Limpio la lechuga emocionado, deshojándola en el fregadero
con entusiasmo creciente; acaricio la carne de sus hojas incrédulo, palpando el
verde músculo de esta planta semisalvaje, modelada al viento sin dueño de los
campos y montes de los alrededores -y de los doctos cuidados de nuestra
vecina-. Dice Montaigne del buen lenguaje que debe ser “sencillo y
natural, igual sobre el papel que en la boca; suculento y nervioso, corto y
apretado, no tanto delicado y pulido como vehemente y brusco....alejado de toda
afectación, desordenado, deshilvanado y atrevido; que cada trozo tenga su
cuerpo..”. Y añade a su comentario un epitafio de Fabricio dedicado al poeta
Lucano: “Porque al fin no hay estilo mejor que el que conmueve”.

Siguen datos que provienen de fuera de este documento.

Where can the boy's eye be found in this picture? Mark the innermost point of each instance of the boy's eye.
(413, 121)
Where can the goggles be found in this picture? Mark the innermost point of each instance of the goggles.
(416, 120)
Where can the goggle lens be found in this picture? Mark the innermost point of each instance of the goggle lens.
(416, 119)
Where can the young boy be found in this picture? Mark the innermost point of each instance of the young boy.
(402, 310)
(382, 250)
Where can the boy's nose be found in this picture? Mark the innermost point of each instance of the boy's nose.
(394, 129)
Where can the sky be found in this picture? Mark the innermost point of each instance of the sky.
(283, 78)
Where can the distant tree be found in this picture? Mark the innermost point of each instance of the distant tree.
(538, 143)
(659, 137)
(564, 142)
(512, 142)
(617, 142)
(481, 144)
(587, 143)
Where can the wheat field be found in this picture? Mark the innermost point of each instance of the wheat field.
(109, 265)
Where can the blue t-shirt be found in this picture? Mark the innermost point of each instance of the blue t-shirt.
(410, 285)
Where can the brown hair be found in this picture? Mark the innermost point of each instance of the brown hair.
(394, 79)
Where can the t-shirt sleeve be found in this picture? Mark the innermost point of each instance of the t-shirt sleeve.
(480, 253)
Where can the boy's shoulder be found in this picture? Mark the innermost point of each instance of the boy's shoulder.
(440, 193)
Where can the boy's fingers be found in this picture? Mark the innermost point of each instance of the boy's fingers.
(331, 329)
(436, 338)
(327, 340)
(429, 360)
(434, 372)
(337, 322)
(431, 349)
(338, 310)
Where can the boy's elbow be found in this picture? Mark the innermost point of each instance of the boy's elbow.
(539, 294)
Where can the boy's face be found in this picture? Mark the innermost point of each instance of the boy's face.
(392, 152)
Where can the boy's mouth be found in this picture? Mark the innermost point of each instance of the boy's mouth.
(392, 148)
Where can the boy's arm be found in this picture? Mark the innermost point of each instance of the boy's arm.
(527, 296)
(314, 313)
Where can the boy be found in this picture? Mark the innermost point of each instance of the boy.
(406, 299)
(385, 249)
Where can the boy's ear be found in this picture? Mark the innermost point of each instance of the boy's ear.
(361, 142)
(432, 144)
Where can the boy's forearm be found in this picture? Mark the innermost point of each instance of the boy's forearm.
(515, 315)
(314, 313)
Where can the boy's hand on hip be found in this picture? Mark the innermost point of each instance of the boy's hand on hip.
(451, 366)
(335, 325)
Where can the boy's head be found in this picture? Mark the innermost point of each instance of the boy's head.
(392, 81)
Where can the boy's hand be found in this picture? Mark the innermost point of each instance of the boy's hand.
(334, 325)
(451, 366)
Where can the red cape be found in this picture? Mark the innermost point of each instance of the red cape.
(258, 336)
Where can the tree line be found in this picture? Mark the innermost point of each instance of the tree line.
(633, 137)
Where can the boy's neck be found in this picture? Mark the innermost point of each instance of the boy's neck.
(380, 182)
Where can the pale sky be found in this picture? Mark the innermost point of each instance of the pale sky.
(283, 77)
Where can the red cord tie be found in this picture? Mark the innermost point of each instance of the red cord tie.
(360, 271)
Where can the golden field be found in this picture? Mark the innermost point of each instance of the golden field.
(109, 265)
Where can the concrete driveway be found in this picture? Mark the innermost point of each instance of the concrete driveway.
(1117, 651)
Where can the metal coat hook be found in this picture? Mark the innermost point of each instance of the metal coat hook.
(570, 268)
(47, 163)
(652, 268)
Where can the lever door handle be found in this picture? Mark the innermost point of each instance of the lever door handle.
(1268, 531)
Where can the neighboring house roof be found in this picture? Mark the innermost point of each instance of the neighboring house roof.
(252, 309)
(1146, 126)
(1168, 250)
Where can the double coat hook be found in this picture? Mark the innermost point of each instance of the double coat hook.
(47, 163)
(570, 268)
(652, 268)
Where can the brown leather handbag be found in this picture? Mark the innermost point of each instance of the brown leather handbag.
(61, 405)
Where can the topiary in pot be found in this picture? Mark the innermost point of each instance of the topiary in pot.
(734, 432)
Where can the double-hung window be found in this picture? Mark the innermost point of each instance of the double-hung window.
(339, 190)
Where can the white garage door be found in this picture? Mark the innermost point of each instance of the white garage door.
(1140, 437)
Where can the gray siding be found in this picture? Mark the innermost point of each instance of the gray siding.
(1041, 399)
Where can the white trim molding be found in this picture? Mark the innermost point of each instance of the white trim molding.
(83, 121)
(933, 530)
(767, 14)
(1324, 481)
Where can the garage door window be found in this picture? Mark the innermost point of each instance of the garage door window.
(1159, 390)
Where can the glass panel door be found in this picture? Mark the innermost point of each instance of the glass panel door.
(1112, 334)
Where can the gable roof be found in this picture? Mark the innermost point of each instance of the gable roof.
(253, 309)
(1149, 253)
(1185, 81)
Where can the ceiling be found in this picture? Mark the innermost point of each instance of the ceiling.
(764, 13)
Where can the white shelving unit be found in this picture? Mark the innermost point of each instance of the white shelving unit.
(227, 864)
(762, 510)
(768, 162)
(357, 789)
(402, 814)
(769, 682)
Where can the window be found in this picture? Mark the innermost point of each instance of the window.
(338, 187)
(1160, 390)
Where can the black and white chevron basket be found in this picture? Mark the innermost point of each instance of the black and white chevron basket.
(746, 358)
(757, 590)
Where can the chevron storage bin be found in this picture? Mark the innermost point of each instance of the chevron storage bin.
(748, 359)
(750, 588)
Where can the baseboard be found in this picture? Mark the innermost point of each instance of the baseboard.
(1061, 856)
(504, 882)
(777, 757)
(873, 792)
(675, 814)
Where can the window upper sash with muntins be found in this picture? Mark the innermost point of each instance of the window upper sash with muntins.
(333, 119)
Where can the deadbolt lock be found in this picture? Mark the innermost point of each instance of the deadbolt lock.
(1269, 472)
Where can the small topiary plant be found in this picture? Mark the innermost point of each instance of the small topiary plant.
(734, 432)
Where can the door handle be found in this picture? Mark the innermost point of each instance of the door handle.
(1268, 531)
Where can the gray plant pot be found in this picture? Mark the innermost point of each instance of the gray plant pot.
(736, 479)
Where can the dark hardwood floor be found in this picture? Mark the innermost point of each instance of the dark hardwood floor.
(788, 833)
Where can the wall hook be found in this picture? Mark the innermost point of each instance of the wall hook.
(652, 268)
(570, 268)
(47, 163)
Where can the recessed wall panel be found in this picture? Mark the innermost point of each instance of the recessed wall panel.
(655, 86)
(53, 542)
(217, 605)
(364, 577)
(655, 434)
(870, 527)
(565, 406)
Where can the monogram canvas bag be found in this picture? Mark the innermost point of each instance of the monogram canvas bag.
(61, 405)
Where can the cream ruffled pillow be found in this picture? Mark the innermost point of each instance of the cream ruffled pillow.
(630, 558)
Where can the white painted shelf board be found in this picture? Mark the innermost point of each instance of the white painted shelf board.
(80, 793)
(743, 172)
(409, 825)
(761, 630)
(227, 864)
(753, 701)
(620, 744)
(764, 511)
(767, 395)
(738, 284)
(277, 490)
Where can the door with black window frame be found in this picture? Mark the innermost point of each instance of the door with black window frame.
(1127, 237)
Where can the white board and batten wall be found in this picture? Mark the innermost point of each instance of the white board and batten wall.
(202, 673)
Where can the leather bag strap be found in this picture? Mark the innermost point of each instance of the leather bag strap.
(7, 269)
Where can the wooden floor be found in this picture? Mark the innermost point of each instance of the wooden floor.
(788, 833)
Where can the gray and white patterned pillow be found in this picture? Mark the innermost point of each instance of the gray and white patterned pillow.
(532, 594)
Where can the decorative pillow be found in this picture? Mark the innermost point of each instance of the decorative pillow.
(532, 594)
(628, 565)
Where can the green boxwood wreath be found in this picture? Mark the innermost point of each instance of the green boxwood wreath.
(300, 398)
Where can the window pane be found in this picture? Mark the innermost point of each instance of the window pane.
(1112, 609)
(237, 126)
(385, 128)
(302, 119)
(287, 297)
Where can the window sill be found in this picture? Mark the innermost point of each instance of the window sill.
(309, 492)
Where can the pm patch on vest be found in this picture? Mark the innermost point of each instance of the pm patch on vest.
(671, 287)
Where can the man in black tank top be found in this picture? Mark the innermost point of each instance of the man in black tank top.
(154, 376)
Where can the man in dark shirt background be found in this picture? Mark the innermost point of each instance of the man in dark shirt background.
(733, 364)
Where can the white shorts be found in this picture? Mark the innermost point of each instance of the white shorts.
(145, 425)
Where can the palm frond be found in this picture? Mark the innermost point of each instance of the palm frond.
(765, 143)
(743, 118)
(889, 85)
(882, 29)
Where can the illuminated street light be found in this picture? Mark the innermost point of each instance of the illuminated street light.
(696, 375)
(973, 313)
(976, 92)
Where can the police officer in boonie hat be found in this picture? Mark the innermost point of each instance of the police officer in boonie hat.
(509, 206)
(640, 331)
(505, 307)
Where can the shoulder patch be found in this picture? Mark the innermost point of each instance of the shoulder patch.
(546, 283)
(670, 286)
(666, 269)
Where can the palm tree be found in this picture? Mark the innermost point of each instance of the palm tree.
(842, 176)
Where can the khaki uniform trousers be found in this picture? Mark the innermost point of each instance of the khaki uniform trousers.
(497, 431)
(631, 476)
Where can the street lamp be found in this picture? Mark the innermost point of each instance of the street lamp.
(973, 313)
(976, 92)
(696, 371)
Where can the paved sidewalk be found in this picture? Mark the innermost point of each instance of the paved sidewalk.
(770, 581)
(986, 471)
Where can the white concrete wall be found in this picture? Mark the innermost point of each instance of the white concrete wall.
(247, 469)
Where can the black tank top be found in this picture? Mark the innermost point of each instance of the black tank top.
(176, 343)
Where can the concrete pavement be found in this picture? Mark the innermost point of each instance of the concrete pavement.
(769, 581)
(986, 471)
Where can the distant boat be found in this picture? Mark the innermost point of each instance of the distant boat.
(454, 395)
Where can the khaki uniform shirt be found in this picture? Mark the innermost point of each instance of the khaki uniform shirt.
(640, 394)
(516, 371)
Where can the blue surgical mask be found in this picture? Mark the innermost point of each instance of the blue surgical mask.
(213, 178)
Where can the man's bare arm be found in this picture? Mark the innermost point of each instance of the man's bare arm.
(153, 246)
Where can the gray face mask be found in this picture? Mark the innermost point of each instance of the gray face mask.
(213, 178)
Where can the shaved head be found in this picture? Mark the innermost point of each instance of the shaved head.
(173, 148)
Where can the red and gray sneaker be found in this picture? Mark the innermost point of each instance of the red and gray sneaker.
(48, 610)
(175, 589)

He decidido hacer de esta hortaliza mi santo y seña
literarios. Con está simbólica dieta, y alguna lectura ocasional de Baroja,
espero vacunar mis devaneos de
escritorzuelo advenedizo frente a todas miasmas y todas las tentaciones retóricas
que acechan con sus cantos de sirena
en el blanco asesino y leviatánico de cada hoja por escribir.